A análise do ProAC para a dança levanta mais uma questão: a produção centralizada na capital é tão grande que os editais deste ano chegam a precisar que dos 33 projetos selecionados nas categorias de criação inédita e circulação de espetáculos, pelo menos cinco têm que ser de grupos sediados fora da capital (dois de circulação e três de obras inéditas). Essa “defesa” modesta do interior se coloca para que pelo menos um pouco do dinheiro seja destinado a produções de outras cidades, ou seja, o próprio edital reconhece a concentração geográfica dos projetos enviados para seleção.

O poder de atração da capital é, de certa forma, natural.

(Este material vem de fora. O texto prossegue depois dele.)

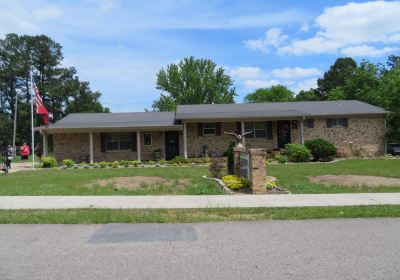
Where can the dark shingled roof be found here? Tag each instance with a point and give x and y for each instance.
(275, 110)
(115, 120)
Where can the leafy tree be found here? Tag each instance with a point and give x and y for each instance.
(337, 75)
(60, 88)
(193, 81)
(278, 93)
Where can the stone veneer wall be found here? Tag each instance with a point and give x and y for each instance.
(369, 132)
(70, 146)
(218, 144)
(75, 145)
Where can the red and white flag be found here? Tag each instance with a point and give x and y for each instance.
(40, 109)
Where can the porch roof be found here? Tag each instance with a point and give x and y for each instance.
(275, 110)
(113, 121)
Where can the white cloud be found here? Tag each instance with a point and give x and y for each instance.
(365, 50)
(346, 29)
(255, 84)
(273, 37)
(296, 72)
(45, 13)
(304, 85)
(246, 72)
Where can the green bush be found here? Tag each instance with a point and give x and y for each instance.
(281, 158)
(215, 168)
(48, 162)
(235, 182)
(297, 153)
(321, 149)
(179, 160)
(68, 162)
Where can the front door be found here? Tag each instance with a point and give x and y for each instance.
(283, 131)
(171, 144)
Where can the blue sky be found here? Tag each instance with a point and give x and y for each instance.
(119, 45)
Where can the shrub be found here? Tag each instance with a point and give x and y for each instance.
(297, 153)
(235, 182)
(68, 163)
(215, 168)
(281, 158)
(321, 149)
(178, 160)
(230, 155)
(48, 162)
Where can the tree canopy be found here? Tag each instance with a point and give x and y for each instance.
(278, 93)
(193, 81)
(60, 88)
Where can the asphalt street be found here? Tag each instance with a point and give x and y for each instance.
(311, 249)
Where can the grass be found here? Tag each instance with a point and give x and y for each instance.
(100, 216)
(295, 176)
(292, 176)
(75, 181)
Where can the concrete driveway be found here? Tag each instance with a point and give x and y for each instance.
(311, 249)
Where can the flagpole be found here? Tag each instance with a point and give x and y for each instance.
(32, 124)
(15, 125)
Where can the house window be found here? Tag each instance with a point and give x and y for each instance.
(118, 141)
(309, 123)
(258, 129)
(337, 122)
(147, 140)
(209, 128)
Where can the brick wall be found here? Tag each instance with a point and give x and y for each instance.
(76, 145)
(369, 132)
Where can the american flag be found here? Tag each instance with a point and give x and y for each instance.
(40, 109)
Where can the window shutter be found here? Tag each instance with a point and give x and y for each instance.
(103, 147)
(329, 123)
(134, 142)
(310, 123)
(218, 129)
(345, 122)
(269, 131)
(200, 129)
(238, 127)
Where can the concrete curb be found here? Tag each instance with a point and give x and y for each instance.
(197, 201)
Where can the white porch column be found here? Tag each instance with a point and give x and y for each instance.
(91, 146)
(138, 145)
(184, 140)
(302, 131)
(45, 145)
(242, 131)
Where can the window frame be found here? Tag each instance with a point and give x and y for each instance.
(144, 139)
(254, 130)
(209, 128)
(337, 123)
(118, 138)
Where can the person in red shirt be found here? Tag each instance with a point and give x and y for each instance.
(24, 151)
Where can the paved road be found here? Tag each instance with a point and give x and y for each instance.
(312, 249)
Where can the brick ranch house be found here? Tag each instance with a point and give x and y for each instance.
(94, 137)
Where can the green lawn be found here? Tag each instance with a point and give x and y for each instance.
(295, 176)
(75, 181)
(100, 216)
(292, 176)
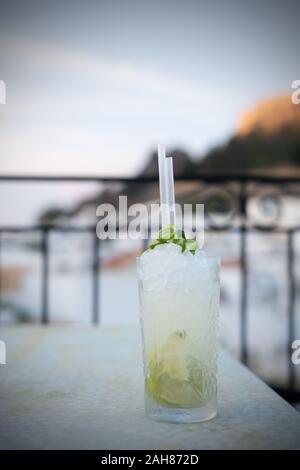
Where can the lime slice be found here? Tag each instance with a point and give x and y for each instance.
(175, 378)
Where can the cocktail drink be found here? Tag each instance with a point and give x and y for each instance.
(179, 291)
(179, 307)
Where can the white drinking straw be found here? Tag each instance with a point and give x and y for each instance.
(166, 186)
(171, 191)
(163, 188)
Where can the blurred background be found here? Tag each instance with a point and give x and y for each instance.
(92, 87)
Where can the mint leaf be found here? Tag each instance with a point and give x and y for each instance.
(169, 234)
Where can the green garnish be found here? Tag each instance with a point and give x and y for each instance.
(169, 234)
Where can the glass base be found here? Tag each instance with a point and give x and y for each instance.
(181, 415)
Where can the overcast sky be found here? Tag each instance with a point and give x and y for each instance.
(92, 86)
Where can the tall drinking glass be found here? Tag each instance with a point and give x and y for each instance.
(179, 309)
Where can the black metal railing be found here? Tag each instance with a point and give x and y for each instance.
(242, 187)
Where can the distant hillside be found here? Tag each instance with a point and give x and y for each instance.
(270, 117)
(268, 136)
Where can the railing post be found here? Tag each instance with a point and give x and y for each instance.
(244, 277)
(95, 280)
(0, 276)
(291, 306)
(45, 276)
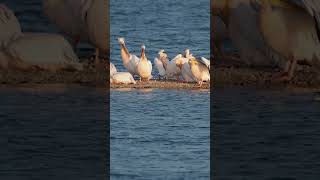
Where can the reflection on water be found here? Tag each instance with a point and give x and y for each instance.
(53, 133)
(266, 134)
(159, 134)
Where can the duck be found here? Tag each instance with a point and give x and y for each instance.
(200, 70)
(292, 29)
(122, 78)
(130, 61)
(161, 63)
(78, 19)
(144, 67)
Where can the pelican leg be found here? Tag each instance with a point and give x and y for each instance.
(97, 61)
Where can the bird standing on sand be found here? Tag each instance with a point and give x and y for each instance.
(144, 67)
(86, 20)
(130, 61)
(122, 78)
(200, 70)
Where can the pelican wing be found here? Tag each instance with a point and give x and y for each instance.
(313, 7)
(159, 67)
(205, 61)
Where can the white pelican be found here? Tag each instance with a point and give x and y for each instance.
(86, 20)
(185, 69)
(292, 28)
(9, 25)
(200, 70)
(241, 19)
(122, 78)
(47, 51)
(130, 61)
(144, 67)
(159, 65)
(112, 69)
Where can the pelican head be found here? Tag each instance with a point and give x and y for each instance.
(143, 55)
(161, 51)
(193, 62)
(121, 40)
(187, 53)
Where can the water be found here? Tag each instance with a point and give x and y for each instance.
(172, 25)
(53, 133)
(265, 134)
(160, 134)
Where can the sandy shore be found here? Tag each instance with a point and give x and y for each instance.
(231, 73)
(160, 84)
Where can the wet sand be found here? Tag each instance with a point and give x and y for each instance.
(161, 84)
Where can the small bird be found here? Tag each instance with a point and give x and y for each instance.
(144, 67)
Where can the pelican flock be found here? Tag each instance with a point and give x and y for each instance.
(186, 68)
(274, 33)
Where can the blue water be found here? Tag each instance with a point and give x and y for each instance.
(160, 134)
(266, 134)
(53, 132)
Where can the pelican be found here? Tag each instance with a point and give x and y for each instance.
(292, 28)
(241, 20)
(113, 69)
(86, 20)
(200, 70)
(47, 51)
(161, 63)
(9, 25)
(144, 67)
(130, 61)
(122, 78)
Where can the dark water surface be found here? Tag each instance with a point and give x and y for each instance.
(53, 133)
(266, 134)
(160, 134)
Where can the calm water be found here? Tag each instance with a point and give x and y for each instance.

Entretanto, o fluxo acentuado nos últimos anos demonstra também a capacidade de intervenção – no caso positiva – da política pública: com a Lei de Fomento à Dança do Município, que existe há cinco anos e destina em média 4 milhões de reais por ano a projetos de pesquisa em dança contemporânea, muitos jovens bailarinos e coreógrafos veem na capital a única possibilidade de viabilizarem suas carreiras, já que não há um plano de governo que divida sua ação pelas regiões do Estado na intenção de promover formação continuada e auxiliar no desenvolvimento de mercado de trabalho regional.

A Organização das Nações Unidas para a Educação, Ciência e Cultura (UNESCO) elaborou a Declaração Universal sobre a Diversidade Cultural em 2001. O documento diz em seu artigo primeiro que a cultural é “tão necessária para a espécie humana quanto a biodiversidade é para a natureza”. Enquanto a dança prolifera na capital, multiplicando caminhos estéticos, o Estado decide apostar num único perfil de dança. Uma visão do fomento à cultura que aposta na verticalização e na concentração, a contrapelo da diversidade estética.

ARTIGO PUBLICADO NA REVISTA RETRATO DO BRASIL, AGOSTO DE 2010.